GNOME Bugzilla – Bug 653768
inline HTML subtitle parser plugin
Last modified: 2011-07-10 19:31:48 UTC
Hello, I have written a small subtitle parser plugin, that converts inline html in plain/text subtitles to pango markup. The plugin is automatically plugged by the subtitleoverlay element so it works out of the box. Commit 74e0c05ff7d2270494d should be reverted in gst-plugins-good if the htmlparse plugin makes it in gstreamer. I have attached a patch against gst-plugins-bad git head. Thanks
Created attachment 191052 [details] [review] htmlparse patch against gst-plugins-bad git head
text/plain is not the appropriate type for HTML subtitles. Also, htmlparse is not the best name for this element.
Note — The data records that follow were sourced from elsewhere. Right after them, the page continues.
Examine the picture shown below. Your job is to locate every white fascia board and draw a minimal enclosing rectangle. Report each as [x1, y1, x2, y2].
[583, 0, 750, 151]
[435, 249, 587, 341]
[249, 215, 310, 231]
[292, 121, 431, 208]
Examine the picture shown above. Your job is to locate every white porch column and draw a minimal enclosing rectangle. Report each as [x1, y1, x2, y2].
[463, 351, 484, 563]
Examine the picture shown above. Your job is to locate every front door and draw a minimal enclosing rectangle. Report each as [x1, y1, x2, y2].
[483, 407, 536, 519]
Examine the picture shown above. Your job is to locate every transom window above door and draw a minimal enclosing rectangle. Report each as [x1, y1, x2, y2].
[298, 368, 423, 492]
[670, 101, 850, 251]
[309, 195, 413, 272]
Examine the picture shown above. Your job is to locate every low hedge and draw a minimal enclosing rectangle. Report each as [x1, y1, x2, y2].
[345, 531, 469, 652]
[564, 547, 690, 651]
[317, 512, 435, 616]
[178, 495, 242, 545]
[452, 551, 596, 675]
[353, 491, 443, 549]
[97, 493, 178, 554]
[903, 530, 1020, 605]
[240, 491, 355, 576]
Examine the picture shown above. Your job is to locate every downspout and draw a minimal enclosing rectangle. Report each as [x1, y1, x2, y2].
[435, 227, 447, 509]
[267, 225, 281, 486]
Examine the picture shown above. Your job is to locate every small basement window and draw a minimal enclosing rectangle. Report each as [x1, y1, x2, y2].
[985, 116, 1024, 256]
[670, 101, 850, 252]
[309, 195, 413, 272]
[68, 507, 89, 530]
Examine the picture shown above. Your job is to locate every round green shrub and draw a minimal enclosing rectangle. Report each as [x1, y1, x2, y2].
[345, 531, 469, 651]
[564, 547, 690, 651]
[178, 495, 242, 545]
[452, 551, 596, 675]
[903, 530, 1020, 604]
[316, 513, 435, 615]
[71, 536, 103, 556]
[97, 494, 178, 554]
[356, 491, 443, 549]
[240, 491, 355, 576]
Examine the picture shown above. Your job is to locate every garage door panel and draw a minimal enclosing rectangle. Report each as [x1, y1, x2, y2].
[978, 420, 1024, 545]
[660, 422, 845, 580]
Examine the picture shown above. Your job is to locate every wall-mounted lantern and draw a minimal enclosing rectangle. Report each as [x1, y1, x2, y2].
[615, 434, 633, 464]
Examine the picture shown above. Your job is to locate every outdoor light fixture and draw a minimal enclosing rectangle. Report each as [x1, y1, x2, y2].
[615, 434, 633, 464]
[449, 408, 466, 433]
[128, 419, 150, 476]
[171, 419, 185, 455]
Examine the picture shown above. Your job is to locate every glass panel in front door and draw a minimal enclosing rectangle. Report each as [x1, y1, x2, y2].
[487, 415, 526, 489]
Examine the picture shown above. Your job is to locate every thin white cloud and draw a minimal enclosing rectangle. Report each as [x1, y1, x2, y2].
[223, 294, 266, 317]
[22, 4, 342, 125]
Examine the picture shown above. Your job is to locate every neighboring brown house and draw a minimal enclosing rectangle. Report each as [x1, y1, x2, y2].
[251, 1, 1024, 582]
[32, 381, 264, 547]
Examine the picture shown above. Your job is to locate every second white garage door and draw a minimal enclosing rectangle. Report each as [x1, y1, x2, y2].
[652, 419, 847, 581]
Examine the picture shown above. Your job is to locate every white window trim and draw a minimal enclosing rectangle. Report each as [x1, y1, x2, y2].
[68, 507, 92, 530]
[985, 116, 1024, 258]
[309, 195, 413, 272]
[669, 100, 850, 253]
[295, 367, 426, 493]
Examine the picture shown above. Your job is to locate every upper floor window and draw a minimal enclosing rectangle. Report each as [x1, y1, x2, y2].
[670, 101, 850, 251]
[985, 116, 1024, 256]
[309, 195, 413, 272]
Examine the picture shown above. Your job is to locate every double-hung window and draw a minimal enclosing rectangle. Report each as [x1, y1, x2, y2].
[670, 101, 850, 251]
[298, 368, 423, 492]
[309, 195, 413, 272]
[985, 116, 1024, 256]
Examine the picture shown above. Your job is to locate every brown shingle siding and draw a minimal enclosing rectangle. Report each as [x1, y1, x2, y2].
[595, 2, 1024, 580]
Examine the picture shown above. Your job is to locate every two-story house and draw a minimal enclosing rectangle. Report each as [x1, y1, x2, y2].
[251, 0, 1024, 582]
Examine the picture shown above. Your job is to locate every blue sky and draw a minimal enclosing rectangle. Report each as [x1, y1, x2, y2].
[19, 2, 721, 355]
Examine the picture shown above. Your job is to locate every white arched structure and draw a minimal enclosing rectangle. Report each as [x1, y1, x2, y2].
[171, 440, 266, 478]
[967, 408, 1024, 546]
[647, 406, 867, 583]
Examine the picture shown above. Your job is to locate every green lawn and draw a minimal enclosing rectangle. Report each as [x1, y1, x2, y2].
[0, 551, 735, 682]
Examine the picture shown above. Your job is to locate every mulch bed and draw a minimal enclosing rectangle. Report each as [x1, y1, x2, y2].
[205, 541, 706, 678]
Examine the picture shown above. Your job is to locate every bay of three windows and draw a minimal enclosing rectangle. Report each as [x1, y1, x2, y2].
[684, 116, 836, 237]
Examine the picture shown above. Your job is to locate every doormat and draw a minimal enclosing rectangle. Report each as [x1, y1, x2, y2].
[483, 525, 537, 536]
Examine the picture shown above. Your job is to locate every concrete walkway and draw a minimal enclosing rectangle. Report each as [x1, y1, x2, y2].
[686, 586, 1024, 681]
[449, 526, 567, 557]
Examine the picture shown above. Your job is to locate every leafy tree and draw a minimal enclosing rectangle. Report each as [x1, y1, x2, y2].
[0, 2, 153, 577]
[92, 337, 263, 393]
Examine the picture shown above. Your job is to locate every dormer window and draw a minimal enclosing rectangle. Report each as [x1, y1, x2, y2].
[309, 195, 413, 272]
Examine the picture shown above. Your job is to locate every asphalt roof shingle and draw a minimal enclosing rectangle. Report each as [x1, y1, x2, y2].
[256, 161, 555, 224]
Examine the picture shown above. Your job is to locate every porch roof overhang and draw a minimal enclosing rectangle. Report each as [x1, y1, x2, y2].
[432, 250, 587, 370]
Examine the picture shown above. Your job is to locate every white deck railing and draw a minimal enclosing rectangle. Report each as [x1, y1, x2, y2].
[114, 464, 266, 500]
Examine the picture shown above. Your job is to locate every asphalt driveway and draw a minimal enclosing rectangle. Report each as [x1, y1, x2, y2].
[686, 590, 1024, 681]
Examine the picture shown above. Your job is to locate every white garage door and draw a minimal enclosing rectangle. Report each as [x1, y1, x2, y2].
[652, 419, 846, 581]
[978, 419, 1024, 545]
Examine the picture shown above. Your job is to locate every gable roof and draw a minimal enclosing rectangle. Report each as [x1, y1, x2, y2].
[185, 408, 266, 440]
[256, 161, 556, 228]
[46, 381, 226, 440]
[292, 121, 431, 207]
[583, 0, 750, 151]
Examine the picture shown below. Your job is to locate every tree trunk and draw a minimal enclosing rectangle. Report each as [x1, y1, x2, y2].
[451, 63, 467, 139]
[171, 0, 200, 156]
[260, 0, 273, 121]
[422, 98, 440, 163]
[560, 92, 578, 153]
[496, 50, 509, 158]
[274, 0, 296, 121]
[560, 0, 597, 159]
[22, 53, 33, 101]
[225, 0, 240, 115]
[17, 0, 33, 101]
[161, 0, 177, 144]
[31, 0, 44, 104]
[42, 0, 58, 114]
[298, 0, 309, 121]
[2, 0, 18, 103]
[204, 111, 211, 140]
It does not parse HTML.
I'm using text/plain because there is no metadata in the input stream specifying that the subtitles contains tags. There is no spec for tags in plain text subtitles. We could parse the subtitles in the demuxers to detect a tag and change the mimetype but I don't think it is necessary. Since there is no spec for this kind of subtitles and the tags are taken from the html spec, I'm not sure what other name could be used.
You can invent a new caps format, e.g. "subtitle/html". This should also go together with a typefinder in gst-plugins-base/gst/typefind but as this seems to be plain HTML this will be hard to distinguish from non-subtitle HTML... Where are subtitles like this used?
This element was useful with subtitles embedded in MKV files, and I just found out they are actually in the SubRip format, the text/plain format is the output of matroskademux. SubRip format can have the following tags: <b> <i> <u> <s> <font color="#xxxxxx"> The subparse element handles <b>, <i>, <u> and <s>. The matroskademux element handles <b>, <i>, <u>, <s> and <span> tags since 74e0c05ff7d2270494d. So my plugin is actually not needed, only font color support is missing in these elements. Sorry for my lack of research, I am closing the issue.